Standpunt van de verdediging
De raadsman heeft zich op het standpunt gesteld dat de vordering tot tenuitvoerlegging kan worden toegewezen tot het aantal dagen dat verdachte reeds in het kader van het bevel tot voorlopige tenuitvoerlegging in detentie heeft verbleven. De raadsman stelt zich voorts op het standpunt dat de vordering voor het overige dient te worden afgewezen.
Oordeel van de rechtbank
Nu veroordeelde de bewezen verklaarde feiten heeft begaan voor het einde van de proeftijd, kan de vordering in beginsel worden toegewezen. Gelet op hetgeen ter terechtzitting is behandeld is de rechtbank echter met de officier van justitie en de raadsman van oordeel dat er aanleiding is slechts een gedeelte van de niet ten uitvoer gelegde straf, te weten een jeugddetentie voor de duur van 35 dagen met aftrek van de tijd die verdachte reeds op de titel van het bevel tot voorlopige tenuitvoerlegging in detentie heeft doorgebracht, ten uitvoer te leggen. De rechtbank acht het van belang dat verdachte terstond (opnieuw) zal worden behandeld en begeleid en acht een detentieperiode van langere duur, gelet op de problematiek van verdachte, niet wenselijk. Gelet op de adviezen van de Pro Justitia rapporteurs, de positieve ontwikkeling die verdachte in het [inrichting] lijkt te hebben ingezet en het ontbreken van een alternatieve behandelplek zal de rechtbank de voorwaarde dat verdachte zich laat opnemen in het [inrichting] te Assen ongewijzigd laten. De rechtbank wijzigt de bijzondere voorwaarden wel in die zin dat het toezicht op de naleving van de voorwaarden wordt opgedragen aan de reclassering en aan de bijzondere voorwaarden wordt toegevoegd de voorwaarden dat verdachte zich zal onthouden van het gebruik van alcohol en drugs, zal meewerken aan kamercontroles en inzage in zijn telefoongebruik en tevens inzicht zal geven in zijn financiële situatie.

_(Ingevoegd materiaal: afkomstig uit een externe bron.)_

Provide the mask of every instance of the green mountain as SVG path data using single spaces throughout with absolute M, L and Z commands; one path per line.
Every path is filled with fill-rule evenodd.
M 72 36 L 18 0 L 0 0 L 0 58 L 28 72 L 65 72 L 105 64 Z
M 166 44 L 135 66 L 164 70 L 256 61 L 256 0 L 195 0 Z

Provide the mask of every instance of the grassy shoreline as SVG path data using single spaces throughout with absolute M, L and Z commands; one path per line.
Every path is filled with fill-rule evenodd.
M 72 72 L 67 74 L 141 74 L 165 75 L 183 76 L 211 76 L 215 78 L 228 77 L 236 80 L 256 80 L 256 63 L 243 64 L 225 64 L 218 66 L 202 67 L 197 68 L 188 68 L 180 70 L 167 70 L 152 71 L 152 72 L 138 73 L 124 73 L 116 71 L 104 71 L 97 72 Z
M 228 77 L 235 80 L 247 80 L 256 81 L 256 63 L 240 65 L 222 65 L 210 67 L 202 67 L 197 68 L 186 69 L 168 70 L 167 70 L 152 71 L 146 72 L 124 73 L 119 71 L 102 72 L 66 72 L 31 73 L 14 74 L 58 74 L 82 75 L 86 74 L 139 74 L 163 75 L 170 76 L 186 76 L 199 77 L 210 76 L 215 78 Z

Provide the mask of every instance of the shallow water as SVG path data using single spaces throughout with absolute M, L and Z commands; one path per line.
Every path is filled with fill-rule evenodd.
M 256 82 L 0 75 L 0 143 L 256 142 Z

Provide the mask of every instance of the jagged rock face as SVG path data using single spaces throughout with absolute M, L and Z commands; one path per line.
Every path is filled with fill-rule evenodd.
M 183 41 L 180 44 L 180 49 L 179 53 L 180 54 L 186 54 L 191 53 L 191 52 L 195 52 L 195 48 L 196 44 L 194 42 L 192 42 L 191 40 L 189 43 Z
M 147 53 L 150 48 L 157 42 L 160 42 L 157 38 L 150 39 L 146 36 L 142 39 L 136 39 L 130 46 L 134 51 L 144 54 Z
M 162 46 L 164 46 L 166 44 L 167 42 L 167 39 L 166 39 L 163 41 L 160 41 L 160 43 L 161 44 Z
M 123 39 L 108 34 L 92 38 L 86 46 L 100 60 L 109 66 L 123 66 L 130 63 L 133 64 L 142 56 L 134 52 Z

De rechtbank wijst de vordering tot tenuitvoerlegging voor het overige af en verlengt de proeftijd van het resterende deel van de voorwaardelijke veroordeling met één jaar.
De rechtbank heeft gelet op de artikelen 9, 22c, 22d, 57, 300, 301 en 310 van het Wetboek van Strafrecht en de artikelen 26 en 55 van de Wet wapens en munitie. Deze voorschriften zijn toegepast, zoals zij ten tijde van het bewezen verklaarde rechtens golden dan wel ten tijde van deze uitspraak gelden.
Verklaart het onder parketnummer 18.229732.23 onder 1, 2 en 3 ten laste gelegde en het onder parketnummer 18.069041.24 ten laste gelegde, te kwalificeren en strafbaar zoals voormeld en verdachte daarvoor strafbaar.
Verklaart niet bewezen hetgeen aan verdachte meer of anders is ten laste gelegd dan het bewezen verklaarde en spreekt verdachte daarvan vrij.